La tristesse menace de me submerger à nouveau. Une émotion étrange me serre le ventre, indéfinissable. La liste de nos morts surgit dans mon esprit, scandant un lent rythme. Morgan. Angel. Thomas. Héméra.

Je ne verrai plus jamais Utopia Planitia.

Je ne me réfugierai plus jamais dans mon module.

Je n'arpenterai plus jamais les couloirs exigus de la base.

Je ne sentirai plus jamais l'odeur humide et terreuse des serres.

Il me faut un long moment pour me soustraire à ma flaque de soleil. Lorsque je parviens enfin à éprouver la volonté de me mettre en mouvement, je pars rejoindre les autres dans la salle commune. Le même abattement que cette nuit règne dans la pièce. Des chuchotements troublent l'air. Je m'apprête à rejoindre ma mère, adossée à un mur, les traits tirés, lorsque la petite silhouette de Jason s'approche de moi.

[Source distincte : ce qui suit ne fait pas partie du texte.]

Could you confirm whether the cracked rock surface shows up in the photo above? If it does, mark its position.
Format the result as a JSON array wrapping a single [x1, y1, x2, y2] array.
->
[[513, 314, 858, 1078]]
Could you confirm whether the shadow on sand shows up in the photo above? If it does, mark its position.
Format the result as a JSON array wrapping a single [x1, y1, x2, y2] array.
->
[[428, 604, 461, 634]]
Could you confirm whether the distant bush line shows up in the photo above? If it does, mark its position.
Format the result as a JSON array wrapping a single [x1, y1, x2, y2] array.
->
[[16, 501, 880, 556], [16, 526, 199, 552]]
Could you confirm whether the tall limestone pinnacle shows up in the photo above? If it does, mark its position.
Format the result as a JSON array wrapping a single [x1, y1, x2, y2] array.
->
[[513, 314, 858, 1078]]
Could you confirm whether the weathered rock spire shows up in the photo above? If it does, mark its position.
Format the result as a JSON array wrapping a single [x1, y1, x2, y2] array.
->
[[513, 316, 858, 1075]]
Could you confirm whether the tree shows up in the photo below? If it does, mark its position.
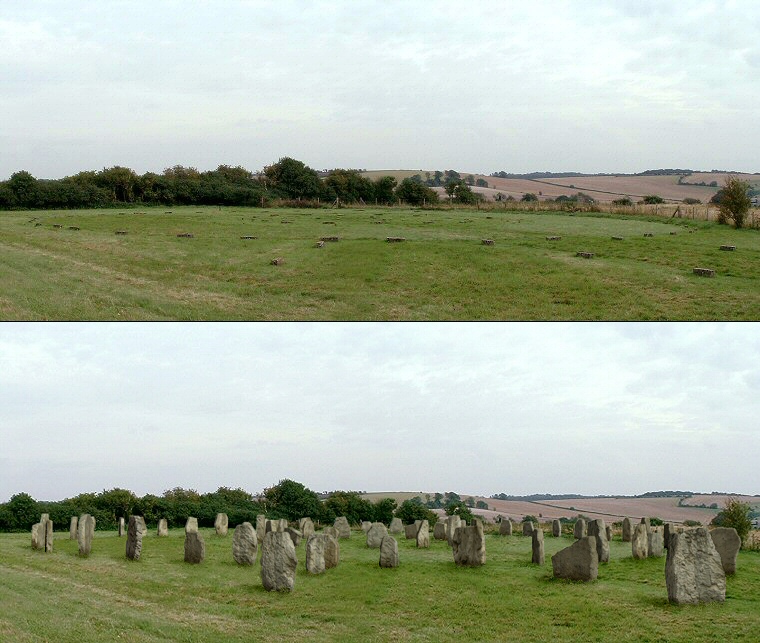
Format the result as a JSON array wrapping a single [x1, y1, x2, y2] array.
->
[[718, 176, 752, 228]]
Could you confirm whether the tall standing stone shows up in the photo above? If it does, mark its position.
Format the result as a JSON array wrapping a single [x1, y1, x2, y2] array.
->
[[261, 531, 298, 592], [232, 522, 258, 565], [380, 532, 398, 568], [710, 527, 742, 575], [531, 529, 544, 565], [665, 527, 726, 604], [552, 536, 599, 581], [127, 516, 143, 560]]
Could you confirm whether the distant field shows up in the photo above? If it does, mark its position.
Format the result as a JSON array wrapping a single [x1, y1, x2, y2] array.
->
[[0, 207, 760, 320], [0, 527, 760, 643]]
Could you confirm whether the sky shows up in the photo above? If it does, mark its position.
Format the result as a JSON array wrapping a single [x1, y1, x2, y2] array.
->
[[0, 0, 760, 180], [0, 322, 760, 502]]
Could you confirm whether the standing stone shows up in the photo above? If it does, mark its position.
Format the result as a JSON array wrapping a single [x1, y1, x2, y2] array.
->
[[77, 514, 95, 556], [185, 530, 206, 564], [261, 531, 298, 592], [306, 536, 328, 574], [647, 527, 665, 558], [333, 516, 351, 538], [552, 536, 599, 581], [232, 522, 258, 565], [380, 532, 398, 567], [417, 520, 430, 549], [588, 518, 610, 563], [631, 522, 649, 560], [665, 527, 726, 604], [531, 529, 544, 565], [623, 518, 633, 543], [214, 514, 230, 536], [127, 516, 143, 560], [388, 517, 404, 534], [367, 522, 388, 549], [710, 527, 742, 574], [452, 520, 486, 567]]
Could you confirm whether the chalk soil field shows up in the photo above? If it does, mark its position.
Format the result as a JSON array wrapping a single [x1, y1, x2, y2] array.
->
[[0, 526, 760, 643], [0, 207, 760, 320]]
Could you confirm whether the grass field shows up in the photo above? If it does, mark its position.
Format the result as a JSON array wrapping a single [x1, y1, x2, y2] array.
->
[[0, 530, 760, 643], [0, 207, 760, 320]]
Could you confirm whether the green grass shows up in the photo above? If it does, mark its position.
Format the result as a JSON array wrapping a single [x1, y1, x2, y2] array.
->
[[0, 207, 760, 320], [0, 530, 760, 643]]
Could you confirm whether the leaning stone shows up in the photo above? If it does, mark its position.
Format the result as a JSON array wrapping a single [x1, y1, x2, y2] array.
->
[[261, 531, 298, 592], [232, 522, 258, 565], [380, 535, 398, 567], [552, 536, 599, 581], [185, 531, 206, 564], [710, 527, 742, 574], [665, 527, 726, 605]]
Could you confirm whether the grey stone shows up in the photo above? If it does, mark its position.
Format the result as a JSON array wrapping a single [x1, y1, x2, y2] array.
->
[[261, 531, 298, 592], [232, 522, 258, 565], [530, 529, 544, 565], [452, 520, 486, 567], [552, 536, 599, 582], [380, 534, 398, 567], [710, 527, 742, 574], [665, 527, 726, 605], [185, 531, 206, 564]]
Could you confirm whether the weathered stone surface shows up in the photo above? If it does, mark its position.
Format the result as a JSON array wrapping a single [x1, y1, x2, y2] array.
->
[[185, 530, 206, 564], [380, 532, 398, 567], [587, 518, 610, 563], [333, 516, 351, 538], [665, 527, 726, 604], [232, 522, 258, 565], [530, 529, 544, 565], [127, 516, 145, 560], [631, 522, 649, 560], [710, 527, 742, 574], [261, 531, 298, 592], [416, 520, 430, 549], [214, 513, 230, 536], [367, 522, 388, 549], [452, 520, 486, 567], [623, 518, 633, 543], [552, 536, 599, 581]]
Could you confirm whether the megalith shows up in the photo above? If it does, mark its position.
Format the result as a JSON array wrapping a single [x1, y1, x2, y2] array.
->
[[261, 531, 298, 592]]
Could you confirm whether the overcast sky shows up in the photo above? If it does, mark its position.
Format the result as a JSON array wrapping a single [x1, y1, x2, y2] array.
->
[[0, 323, 760, 502], [0, 0, 760, 179]]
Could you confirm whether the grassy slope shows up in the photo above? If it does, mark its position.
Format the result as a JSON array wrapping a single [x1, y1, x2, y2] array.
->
[[0, 530, 760, 643], [0, 208, 760, 320]]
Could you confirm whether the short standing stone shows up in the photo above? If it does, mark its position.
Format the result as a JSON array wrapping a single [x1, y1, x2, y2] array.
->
[[127, 516, 142, 560], [552, 536, 599, 581], [214, 514, 230, 536], [710, 527, 742, 574], [531, 529, 544, 565], [665, 527, 726, 604], [185, 530, 206, 563], [261, 531, 298, 592], [380, 535, 398, 567], [452, 520, 486, 567], [232, 522, 258, 565]]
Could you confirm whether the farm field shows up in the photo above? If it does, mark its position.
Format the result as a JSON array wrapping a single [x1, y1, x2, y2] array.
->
[[0, 207, 760, 320], [0, 529, 760, 643]]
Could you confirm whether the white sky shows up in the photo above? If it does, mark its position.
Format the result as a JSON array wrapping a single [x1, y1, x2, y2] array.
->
[[0, 323, 760, 502], [0, 0, 760, 179]]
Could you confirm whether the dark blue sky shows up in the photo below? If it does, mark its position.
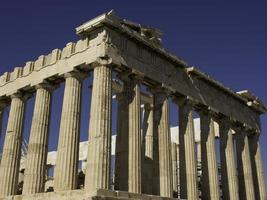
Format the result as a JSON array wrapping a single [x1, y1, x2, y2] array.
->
[[0, 0, 267, 188]]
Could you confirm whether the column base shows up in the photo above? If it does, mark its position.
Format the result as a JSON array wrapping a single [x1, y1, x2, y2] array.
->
[[0, 189, 186, 200]]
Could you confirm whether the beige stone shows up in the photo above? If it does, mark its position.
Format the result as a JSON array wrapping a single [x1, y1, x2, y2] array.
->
[[116, 77, 141, 193], [0, 11, 267, 200], [153, 92, 173, 197], [171, 142, 178, 194], [220, 120, 239, 200], [142, 103, 153, 194], [179, 101, 198, 200], [236, 130, 255, 200], [200, 112, 220, 200], [85, 64, 112, 194], [0, 94, 25, 197], [248, 133, 266, 200], [23, 84, 52, 194], [54, 72, 83, 191]]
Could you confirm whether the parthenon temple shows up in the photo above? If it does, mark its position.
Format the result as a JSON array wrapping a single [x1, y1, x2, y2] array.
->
[[0, 11, 267, 200]]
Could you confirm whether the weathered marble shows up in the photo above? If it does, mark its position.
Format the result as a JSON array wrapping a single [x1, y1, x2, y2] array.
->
[[85, 63, 112, 194], [200, 111, 220, 200], [179, 100, 198, 200], [0, 94, 25, 197], [23, 83, 52, 194], [248, 133, 266, 200], [54, 72, 84, 191], [116, 77, 141, 193], [153, 91, 173, 197], [220, 119, 239, 200]]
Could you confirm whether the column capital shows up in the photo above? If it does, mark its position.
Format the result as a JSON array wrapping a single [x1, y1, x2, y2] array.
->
[[173, 96, 197, 107], [118, 69, 144, 83], [63, 69, 88, 81], [35, 81, 58, 92], [9, 91, 32, 101], [144, 103, 153, 110], [148, 84, 174, 96], [92, 56, 112, 68], [195, 105, 219, 118]]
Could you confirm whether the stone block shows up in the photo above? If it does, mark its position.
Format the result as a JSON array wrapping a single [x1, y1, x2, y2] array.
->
[[0, 72, 10, 85], [96, 189, 117, 197], [10, 67, 23, 81], [61, 42, 75, 59], [34, 55, 45, 70], [23, 61, 34, 76], [75, 38, 88, 52], [50, 49, 61, 64]]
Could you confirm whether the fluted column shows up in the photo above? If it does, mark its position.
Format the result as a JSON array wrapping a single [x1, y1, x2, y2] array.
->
[[171, 142, 178, 196], [200, 111, 220, 200], [85, 64, 112, 194], [179, 100, 198, 200], [0, 106, 4, 158], [248, 133, 266, 200], [113, 77, 141, 193], [54, 72, 84, 191], [220, 119, 239, 200], [114, 92, 129, 191], [23, 84, 52, 194], [144, 104, 153, 160], [142, 103, 153, 194], [0, 94, 25, 197], [153, 92, 173, 197], [236, 128, 255, 200]]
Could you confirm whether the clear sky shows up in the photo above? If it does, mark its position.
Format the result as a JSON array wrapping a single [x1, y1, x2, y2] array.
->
[[0, 0, 267, 190]]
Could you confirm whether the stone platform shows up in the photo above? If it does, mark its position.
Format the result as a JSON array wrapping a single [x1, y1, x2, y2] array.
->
[[0, 189, 184, 200]]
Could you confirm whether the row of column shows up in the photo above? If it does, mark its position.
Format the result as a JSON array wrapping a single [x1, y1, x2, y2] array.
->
[[0, 65, 112, 197], [0, 65, 265, 200]]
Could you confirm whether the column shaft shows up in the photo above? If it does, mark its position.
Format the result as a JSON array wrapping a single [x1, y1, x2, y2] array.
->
[[153, 92, 173, 197], [114, 92, 129, 191], [249, 134, 266, 200], [23, 86, 51, 194], [171, 142, 178, 196], [0, 96, 25, 197], [144, 104, 153, 160], [116, 78, 141, 193], [220, 121, 239, 200], [179, 102, 198, 200], [142, 104, 153, 194], [85, 65, 112, 194], [236, 130, 255, 200], [0, 107, 4, 164], [126, 81, 141, 193], [200, 113, 220, 200], [54, 73, 82, 191]]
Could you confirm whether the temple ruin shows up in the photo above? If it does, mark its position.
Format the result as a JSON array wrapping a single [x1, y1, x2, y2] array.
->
[[0, 11, 266, 200]]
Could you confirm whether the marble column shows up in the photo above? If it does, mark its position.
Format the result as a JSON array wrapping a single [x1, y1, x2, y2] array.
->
[[200, 111, 220, 200], [114, 92, 129, 191], [0, 106, 5, 158], [23, 84, 52, 194], [153, 92, 173, 197], [248, 133, 266, 200], [176, 143, 181, 198], [85, 64, 112, 194], [0, 94, 25, 197], [142, 103, 153, 194], [171, 142, 178, 196], [116, 77, 141, 193], [236, 128, 255, 200], [219, 119, 239, 200], [54, 71, 84, 191], [179, 100, 198, 200], [145, 104, 153, 160]]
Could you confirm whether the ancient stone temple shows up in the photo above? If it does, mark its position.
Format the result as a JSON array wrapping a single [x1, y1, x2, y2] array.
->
[[0, 12, 266, 200]]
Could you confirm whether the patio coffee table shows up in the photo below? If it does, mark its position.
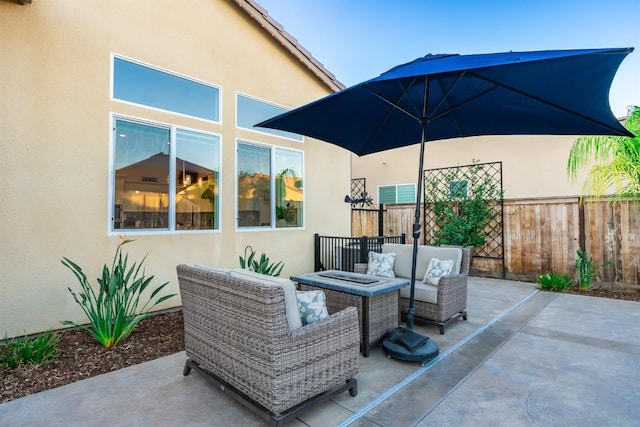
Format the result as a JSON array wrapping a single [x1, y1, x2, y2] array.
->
[[291, 270, 410, 357]]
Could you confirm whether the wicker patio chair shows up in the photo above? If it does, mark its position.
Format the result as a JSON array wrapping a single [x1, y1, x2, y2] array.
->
[[177, 265, 360, 425], [400, 244, 471, 334]]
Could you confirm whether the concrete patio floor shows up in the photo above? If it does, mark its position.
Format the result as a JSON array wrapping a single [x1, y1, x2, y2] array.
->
[[0, 277, 640, 427]]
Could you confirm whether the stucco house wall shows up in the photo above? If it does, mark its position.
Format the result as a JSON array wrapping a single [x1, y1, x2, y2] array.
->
[[0, 0, 350, 337], [351, 135, 586, 203]]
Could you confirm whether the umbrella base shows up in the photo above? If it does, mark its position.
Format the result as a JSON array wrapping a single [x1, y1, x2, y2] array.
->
[[382, 326, 440, 366]]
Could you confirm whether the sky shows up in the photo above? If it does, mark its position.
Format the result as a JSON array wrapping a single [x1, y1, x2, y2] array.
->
[[256, 0, 640, 117]]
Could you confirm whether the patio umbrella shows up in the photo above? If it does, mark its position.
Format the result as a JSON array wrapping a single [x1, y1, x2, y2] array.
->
[[257, 48, 633, 338]]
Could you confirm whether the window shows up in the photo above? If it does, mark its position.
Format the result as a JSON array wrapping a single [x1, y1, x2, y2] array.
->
[[113, 56, 220, 122], [237, 142, 304, 228], [236, 94, 302, 141], [378, 184, 416, 205], [111, 118, 220, 231]]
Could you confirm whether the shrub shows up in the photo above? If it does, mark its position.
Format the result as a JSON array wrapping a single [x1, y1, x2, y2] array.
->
[[239, 246, 284, 276], [538, 273, 571, 292], [61, 236, 175, 348], [0, 331, 60, 369], [576, 248, 611, 291]]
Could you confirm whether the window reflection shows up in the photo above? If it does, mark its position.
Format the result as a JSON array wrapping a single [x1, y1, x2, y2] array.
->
[[113, 120, 171, 229], [112, 119, 220, 230]]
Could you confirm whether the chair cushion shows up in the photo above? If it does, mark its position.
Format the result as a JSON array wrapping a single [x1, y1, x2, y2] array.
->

— La base a explosé, fait-il d'une voix grave.

— Je sais.

— C'était une décompression.

J'acquiesce. Ça ne peut que être ça. L'oxygène s'est échappé doucement, en quelques minutes, provoquant une explosion. Il jette un coup d'oeil à son père, assis dans un coin.

— Est-ce que c'est vrai ? demande-t-il à voix basse. Héméra est... morte ?

Entendre ces mots prononcés par lui me fend le coeur.

— C'est vrai ?

— Oui. C'est vrai.

Je tente de le prendre dans mes bras, mais il me repousse.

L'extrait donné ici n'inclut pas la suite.